By some estimates, roughly 30% to 40% of the shekel’s recent appreciation can be explained by gains in US equity markets and the associated hedging activity by Israeli institutional investors.

Institutional investors currently hold around $300 billion in foreign currency assets, though only part of that exposure remains unhedged. Between January and February alone, institutions added nearly $5 billion to their currency hedges, while from August 2025 through February 2026 they added roughly $23 billion in hedged exposure. Those hedging operations involve selling dollars and buying shekels, contributing further to the currency’s strength.

Zabezhinsky argues that while such activity is legitimate, policymakers must consider its broader consequences.

“The question is whether, for the sake of financial market activity, we are willing to sacrifice export industries,” he said. “We are living in a world where countries increasingly want domestic production capacity.”

He points to regulatory changes in Taiwan, where authorities modified accounting rules after concluding that some hedging operations were being conducted primarily to avoid reporting paper losses. The result, he says, was a sharp decline in hedging activity.

Spitzer, however, opposes direct intervention in institutional investment strategies.

“There’s no need to regulate institutions more heavily,” he said. “It’s more a question of informing both the public and institutional investors. Over the long term, extensive hedging is not necessarily economically rational.”

Attorney Nimrod Sapir warned against government interference in institutional portfolio management.

“The Bank of Israel should not intervene in the professional management of savers’ money,” Sapir said. “Institutional investors are responsible for maximizing returns for savers. Other policy goals should not interfere with that process.”

“It will be harder to buy dollars this time”

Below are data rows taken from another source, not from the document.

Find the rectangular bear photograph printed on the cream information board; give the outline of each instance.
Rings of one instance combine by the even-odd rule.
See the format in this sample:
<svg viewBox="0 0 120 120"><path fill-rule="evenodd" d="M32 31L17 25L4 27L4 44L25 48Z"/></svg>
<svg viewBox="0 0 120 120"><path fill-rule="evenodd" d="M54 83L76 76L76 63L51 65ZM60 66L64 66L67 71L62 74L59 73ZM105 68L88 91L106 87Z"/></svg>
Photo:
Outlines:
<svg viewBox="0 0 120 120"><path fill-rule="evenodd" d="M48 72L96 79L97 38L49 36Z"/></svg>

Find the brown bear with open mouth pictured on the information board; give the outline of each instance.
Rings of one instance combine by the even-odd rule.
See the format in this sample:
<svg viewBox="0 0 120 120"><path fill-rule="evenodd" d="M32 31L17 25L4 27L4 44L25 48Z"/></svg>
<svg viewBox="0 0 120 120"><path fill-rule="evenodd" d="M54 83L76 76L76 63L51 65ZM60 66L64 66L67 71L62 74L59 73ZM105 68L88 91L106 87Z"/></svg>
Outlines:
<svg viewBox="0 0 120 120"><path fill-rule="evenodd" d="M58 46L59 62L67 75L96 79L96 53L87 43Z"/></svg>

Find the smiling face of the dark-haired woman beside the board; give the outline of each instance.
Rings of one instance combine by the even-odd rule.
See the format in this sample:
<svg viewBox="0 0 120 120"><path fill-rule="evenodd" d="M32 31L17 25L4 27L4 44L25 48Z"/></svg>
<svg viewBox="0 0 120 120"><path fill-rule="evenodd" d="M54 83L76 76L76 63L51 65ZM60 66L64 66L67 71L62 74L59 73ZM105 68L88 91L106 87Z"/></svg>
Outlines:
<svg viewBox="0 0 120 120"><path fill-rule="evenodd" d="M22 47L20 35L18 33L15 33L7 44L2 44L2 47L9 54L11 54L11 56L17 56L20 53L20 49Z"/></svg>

Regardless of the causes, pressure is mounting on policymakers to respond. Economists note that even if the exchange-rate shift reflects legitimate market forces, the Bank of Israel and the Finance Ministry remain responsible for protecting growth and employment.

A currency move of nearly 20% within a year is widely viewed as unusually sharp and disruptive. Few advocate returning to a fixed exchange-rate regime, but many argue that the government could at least soften the transition and give exporters more time to adjust.

In 2021, Bank of Israel Governor Amir Yaron announced a $30 billion intervention program aimed at slowing the shekel’s appreciation. At the time, the central bank not only intervened directly in currency markets but also publicly explained its strategy and limitations.

Some economists believe similar intervention could be considered again. Others, including Zabezhinsky and former Manufacturers Association president Ron Tomer, argue that such a move would be more complicated today because the US has become increasingly critical of central-bank currency intervention and has labeled countries such as Switzerland as “currency manipulators.”

Tomer believes the government should instead focus on temporary support measures for exporters, including grants to improve efficiency and targeted tax relief.

At the same time, parts of the business sector are calling for lower interest rates, hoping that rate cuts could weaken the shekel modestly. But economists note that previous rate reductions had only limited impact on the exchange rate.

For now, many business leaders feel they are speaking mainly to themselves, and to the media. The Bank of Israel and the Treasury remain largely silent. Policymakers may disagree over the best course of action, but for many exporters, continued silence is becoming increasingly difficult to justify.